Il quadro delle principali piazze finanziarie
Nonostante il recupero, il panorama continentale rimane variegato e prevalentemente segnato dal rosso. Le performance più deboli si sono registrate ad Amsterdam e a Madrid, entrambe ancora in ribasso dello 0,8%, seguite da Francoforte, la quale mostra un calo dello 0,6%. Piazza Affari, da parte sua, ha operato un rimbalzo notevole rispetto alle battute d'apertura, quando l'indice Ftse Mib aveva toccato livelli di flessione molto più ampi; al momento, le perdite si attestano attorno allo 0,5%, un dato che, seppur negativo, denota una certa resilienza. Londra, con un -0,3%, e Parigi, che segna un modesto -0,1%, completano un quadro in cui la tensione, sebbene non del tutto dissolta, appare meglio controllata.
I titoli e i settori sotto pressione
Le operazioni di presa di benefici, concentrate in particolare sul comparto tech dopo le recenti e vigorose rimonte, restano il principale motore della debolezza odierna, alle quali si aggiungono i persistenti timori riguardanti la futura politica monetaria della Federal Reserve. L'attenzione degli investitori, infatti, rimane focalizzata sui possibili sviluppi dei tassi d'interesse americani, un elemento che continua a influenzare le scelte di portafoglio a livello globale. L'euro, intanto, oscilla rispetto al biglietto verde, mentre l'oro non manifesta movimenti di particolare rilievo, in un contesto che vede lo spread Btp-Bund sostanzialmente stabile.

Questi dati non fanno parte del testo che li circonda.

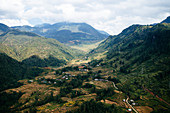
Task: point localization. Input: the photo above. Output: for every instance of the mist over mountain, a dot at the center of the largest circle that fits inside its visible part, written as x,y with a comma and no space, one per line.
21,45
69,33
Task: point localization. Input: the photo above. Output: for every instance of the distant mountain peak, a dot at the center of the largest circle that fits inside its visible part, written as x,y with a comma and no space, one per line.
65,32
167,20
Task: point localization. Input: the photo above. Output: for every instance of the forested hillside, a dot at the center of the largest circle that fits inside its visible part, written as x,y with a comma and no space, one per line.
69,33
22,45
11,71
140,56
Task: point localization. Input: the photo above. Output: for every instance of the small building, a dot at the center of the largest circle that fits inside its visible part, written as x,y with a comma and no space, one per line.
129,109
30,81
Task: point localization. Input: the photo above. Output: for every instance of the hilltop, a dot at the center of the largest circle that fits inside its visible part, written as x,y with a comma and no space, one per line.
68,33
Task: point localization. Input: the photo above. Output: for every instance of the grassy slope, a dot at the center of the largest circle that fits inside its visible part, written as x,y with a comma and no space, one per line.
86,47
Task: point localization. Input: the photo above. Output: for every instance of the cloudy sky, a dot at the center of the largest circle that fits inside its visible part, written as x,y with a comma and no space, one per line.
111,16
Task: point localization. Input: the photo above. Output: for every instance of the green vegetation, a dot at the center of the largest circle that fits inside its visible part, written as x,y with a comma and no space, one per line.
22,45
11,71
69,33
97,107
139,57
7,100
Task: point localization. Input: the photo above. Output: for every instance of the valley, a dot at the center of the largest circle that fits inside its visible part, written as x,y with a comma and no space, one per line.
128,72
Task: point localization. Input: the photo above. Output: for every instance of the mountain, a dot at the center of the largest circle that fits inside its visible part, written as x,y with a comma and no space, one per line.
167,20
69,33
11,71
139,57
3,28
21,45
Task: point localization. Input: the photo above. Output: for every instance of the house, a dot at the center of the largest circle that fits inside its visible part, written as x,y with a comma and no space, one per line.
30,81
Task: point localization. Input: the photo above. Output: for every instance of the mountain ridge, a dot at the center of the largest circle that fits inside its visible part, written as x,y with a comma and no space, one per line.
67,32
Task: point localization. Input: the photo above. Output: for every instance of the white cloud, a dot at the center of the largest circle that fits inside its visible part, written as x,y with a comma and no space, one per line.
14,22
109,15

Il movimento dentro la borsa italiana
All'interno del paniere milanese, l'andamento dei principali titoli riflette la cautela che pervade i mercati. Oltre all'indice di riferimento Ftse Mib, anche gli altri indici, come il Ftse Italia All-Share e quelli dedicati alle medio-piccole capitalizzazioni, seguono la medesima direzione. Tra le società che compongono il listino, se ne contano diverse in territorio negativo, sebbene con dinamiche specifiche che spaziano dai titoli industriali a quelli dell'intrattenimento, senza che un settore specifico emerga con un trend chiaramente positivo, in una giornata che si conferma dunque di consolidamento e attesa.